Dimethylarginine concentrations are tightly controlled in health, with the result that imprecision goals for laboratory methods require to be low. Relatively large differences are required between serial results to denote a significant change. Population reference intervals for dimethylarginines are likely to be of limited value in detecting 'abnormality' in an individual from a single result.
不对称二甲基精氨酸(ADMA)是一氧化氮合酶的内源性竞争性抑制剂,被认为是内皮功能障碍的一个原因,并且已被证明可预测急性冠状动脉事件的发生。文献中明显缺乏关于精氨酸及其甲基化衍生物生物学变异的数据。此类数据对于设定分析质量规范、评估人群参考区间的效用以及评估个体连续检测结果变化的意义非常重要。

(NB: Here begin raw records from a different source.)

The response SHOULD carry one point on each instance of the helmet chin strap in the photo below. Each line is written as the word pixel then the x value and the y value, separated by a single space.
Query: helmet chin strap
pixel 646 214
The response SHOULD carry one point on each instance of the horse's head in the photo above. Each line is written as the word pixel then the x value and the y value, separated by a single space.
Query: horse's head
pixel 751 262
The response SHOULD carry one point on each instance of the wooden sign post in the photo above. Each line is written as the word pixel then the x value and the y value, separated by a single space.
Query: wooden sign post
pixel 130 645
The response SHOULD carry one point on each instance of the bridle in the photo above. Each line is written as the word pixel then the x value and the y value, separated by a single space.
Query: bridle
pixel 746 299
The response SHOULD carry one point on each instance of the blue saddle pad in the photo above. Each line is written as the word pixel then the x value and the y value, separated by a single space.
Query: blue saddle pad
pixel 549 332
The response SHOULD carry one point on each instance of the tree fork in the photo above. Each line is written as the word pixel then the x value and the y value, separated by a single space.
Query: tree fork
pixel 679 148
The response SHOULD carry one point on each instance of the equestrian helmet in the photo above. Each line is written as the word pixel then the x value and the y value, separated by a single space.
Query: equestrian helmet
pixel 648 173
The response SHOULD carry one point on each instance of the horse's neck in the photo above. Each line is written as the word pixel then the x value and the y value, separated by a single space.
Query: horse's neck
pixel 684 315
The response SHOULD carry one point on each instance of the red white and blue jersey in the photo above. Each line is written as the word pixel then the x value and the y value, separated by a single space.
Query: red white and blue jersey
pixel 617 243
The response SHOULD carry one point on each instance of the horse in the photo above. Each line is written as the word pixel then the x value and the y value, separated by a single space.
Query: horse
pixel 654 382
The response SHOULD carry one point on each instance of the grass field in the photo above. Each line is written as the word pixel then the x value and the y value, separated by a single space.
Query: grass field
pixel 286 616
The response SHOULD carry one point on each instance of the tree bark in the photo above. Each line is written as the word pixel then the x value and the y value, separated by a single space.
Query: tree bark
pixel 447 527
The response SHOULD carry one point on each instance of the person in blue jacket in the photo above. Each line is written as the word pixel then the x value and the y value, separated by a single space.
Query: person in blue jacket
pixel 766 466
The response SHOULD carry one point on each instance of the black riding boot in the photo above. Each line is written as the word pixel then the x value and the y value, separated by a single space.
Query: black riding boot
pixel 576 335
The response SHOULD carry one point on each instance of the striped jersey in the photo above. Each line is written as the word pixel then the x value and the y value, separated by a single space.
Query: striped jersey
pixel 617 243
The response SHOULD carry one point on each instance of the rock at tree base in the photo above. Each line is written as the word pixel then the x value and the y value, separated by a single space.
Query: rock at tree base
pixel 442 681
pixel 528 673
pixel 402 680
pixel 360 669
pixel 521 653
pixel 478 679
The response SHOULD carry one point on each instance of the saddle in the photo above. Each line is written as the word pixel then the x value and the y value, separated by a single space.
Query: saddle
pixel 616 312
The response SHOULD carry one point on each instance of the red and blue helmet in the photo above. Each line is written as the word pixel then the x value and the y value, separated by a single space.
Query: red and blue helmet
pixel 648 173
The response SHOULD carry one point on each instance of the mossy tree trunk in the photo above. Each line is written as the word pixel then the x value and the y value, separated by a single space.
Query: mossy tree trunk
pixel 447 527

采用高效液相色谱法测定血浆中的精氨酸、高精氨酸、ADMA和对称二甲基精氨酸(SDMA)。12名健康志愿者每周采血一次,共20周,以确定这些分析物的个体内和个体间生物学变异,由此得出分析质量规范、个体指数(II)和参考变化值(RCV)。采集100名健康个体的血浆样本以确定人群参考区间。
ADMA和对称二甲基精氨酸(SDMA)的个体内生物学变异较低,分别为7.4%和5.8%,这为这些分析物设定了理想的不精密度目标(CV(A)),即≤3.7%和2.9%。所描述的方法实现了这些目标,所有分析物的分析CV均<3.5%。偏差和总误差目标分别为3.1 - 10.1%和7.2 - 16.0%。ADMA和SDMA的参考区间分别为0.29 - 0.63 μmol L⁻¹和0.24 - 0.55 μmol L⁻¹,但个体指数<1。所有研究的分析物的参考变化值至少为20%。
健康状态下二甲基精氨酸浓度受到严格控制,因此实验室方法的不精密度目标需要较低。连续检测结果之间需要有相对较大的差异才能表明有显著变化。二甲基精氨酸的人群参考区间在通过单次检测结果检测个体“异常”方面可能价值有限。